Second, the attack from Iran was a complete failure. The United States led an international coalition of European allies and Arab partners to make sure we demonstrated – with actions – our ironclad support for Israel’s defense. President Biden showed that support in no uncertain terms.

Third, it is as important as ever that we do not see a spiraling escalation in the region that leads to wide-spread violence and conflict. It is as important now as it has been since October 7. And I support President Biden’s efforts to keep a strategic eye on protecting U.S. interests, personnel, and assets in the region as well as containing any conflagration of the conflicts.

That brings us to the Middle East bills we are taking up today. Ideally, we would have sought to craft a bipartisan bill that met the moment of the post-October 7 context—one that enjoyed broad support and channeled our focus on the key levers of U.S. power to further confront the risks posed by Hamas, and to continue to address the threats posed by Iran.

At the ranking member’s request, we are debating several smaller bills including – the SHIP Act, the MAHSA Act, and Hamas and Palestinian Islamic Jihad Support Prevention Act. In the interest of time, I won’t go into the details of each but will make a few quick points.

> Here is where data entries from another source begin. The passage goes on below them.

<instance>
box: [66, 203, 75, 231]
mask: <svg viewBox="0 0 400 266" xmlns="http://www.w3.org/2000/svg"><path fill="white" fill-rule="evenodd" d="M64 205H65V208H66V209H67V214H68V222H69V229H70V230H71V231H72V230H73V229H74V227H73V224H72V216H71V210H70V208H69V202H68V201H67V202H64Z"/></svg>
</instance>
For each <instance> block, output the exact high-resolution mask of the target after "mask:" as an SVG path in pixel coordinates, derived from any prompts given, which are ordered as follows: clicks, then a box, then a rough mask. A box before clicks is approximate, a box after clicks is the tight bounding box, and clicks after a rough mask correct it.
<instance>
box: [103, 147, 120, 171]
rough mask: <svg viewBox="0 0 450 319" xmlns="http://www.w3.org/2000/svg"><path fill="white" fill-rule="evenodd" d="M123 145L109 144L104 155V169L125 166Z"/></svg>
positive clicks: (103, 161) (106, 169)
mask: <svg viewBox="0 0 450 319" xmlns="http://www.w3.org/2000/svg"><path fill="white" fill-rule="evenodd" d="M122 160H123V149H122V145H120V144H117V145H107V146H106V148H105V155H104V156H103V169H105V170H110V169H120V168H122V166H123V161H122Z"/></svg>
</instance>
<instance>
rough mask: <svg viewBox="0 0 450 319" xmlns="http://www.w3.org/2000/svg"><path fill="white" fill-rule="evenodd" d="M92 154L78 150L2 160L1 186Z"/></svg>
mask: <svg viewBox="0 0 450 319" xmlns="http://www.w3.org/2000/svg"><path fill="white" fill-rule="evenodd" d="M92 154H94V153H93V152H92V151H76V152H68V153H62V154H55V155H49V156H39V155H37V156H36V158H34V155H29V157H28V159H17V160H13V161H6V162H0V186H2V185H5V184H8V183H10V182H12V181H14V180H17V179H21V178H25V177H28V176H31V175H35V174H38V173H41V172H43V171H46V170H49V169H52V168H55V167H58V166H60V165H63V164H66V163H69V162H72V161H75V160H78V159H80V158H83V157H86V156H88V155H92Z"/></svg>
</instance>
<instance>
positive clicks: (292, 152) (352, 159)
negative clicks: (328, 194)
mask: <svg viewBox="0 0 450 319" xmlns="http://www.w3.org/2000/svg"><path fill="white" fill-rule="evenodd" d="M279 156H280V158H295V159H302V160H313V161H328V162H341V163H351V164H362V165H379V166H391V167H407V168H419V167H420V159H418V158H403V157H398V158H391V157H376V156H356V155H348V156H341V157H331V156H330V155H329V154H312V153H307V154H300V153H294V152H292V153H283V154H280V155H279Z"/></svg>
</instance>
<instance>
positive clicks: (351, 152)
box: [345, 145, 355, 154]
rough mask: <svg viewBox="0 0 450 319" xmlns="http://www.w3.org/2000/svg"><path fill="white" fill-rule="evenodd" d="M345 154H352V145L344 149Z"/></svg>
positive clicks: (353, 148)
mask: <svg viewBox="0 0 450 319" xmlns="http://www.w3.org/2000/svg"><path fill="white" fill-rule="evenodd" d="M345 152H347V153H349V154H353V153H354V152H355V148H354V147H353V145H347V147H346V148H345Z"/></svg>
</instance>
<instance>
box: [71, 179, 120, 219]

While the bills we are taking up today long pre-date the events of this weekend – and pre-date October 7 – they do seek to strengthen U.S. tools to cut off any international support to Hamas and also call for greater enforcement of sanctions on Iran – a country for which there are more U.S. sanctions authorities on the books than virtually any other.

Through my substitute amendments, we will be making each of these bills stronger and smarter – stronger in light of the key additional sanctions I have added, including in relation to any Iranian acts threatening current or former U.S. officials, and smarter in that we are preserving flexibility for the United States to implement our sanctions in ways that are most effective in furthering our objectives of constraining Iran and incentivizing the Iranian regime to end its malign activities.

I also want to take a minute to mention the International Freedom Protection Act, which I introduced along with Senator Wicker and which has benefited from the thoughtful engagement of Senators Merkley and Rubio. For years, authoritarianism has been on the rise. Autocrats in nations like China, Russia, Iran, and beyond are increasingly undermining democracy in every region of the world. This bill provides a framework for the United States to combat authoritarianism, modernizing our strategies, policies and tools.

I am also pleased that we have so many other important bipartisan items on the agenda, including bills and resolutions from Senators Shaheen, Rubio, Coons, Merkley, and Cruz.

Among them are two resolutions regarding Americans detained in Russia, including Evan Gershkovich and Marc Fogel. Evan has now been in a Russian prison for over a year. He has missed a year of his life, and his family, for merely reporting the truth. I am proud to have joined the Ranking Member in introducing this resolution calling for his immediate release, along with other Americans wrongfully detained in Russia, including Paul Whelan.

I also applaud Senator Shaheen for her important resolution condemning Hamas’ use of sexual violence as a weapon of war against the people of Israel. Sexual violence is one of the many ways Hamas has terrorized Israelis, and we must call it out and hold perpetrators to account.

This is the type of robust markup I have sought since becoming Chairman, and I look forward to more in the coming weeks.

Finally, although I would continue to urge the Ranking Member to clear qualified nominees for hearings and markups at a more responsible pace – a pace that is commensurate with the national security challenges we confront – I am pleased that so many are on the agenda today. I urge all of you to support them both here and on the floor.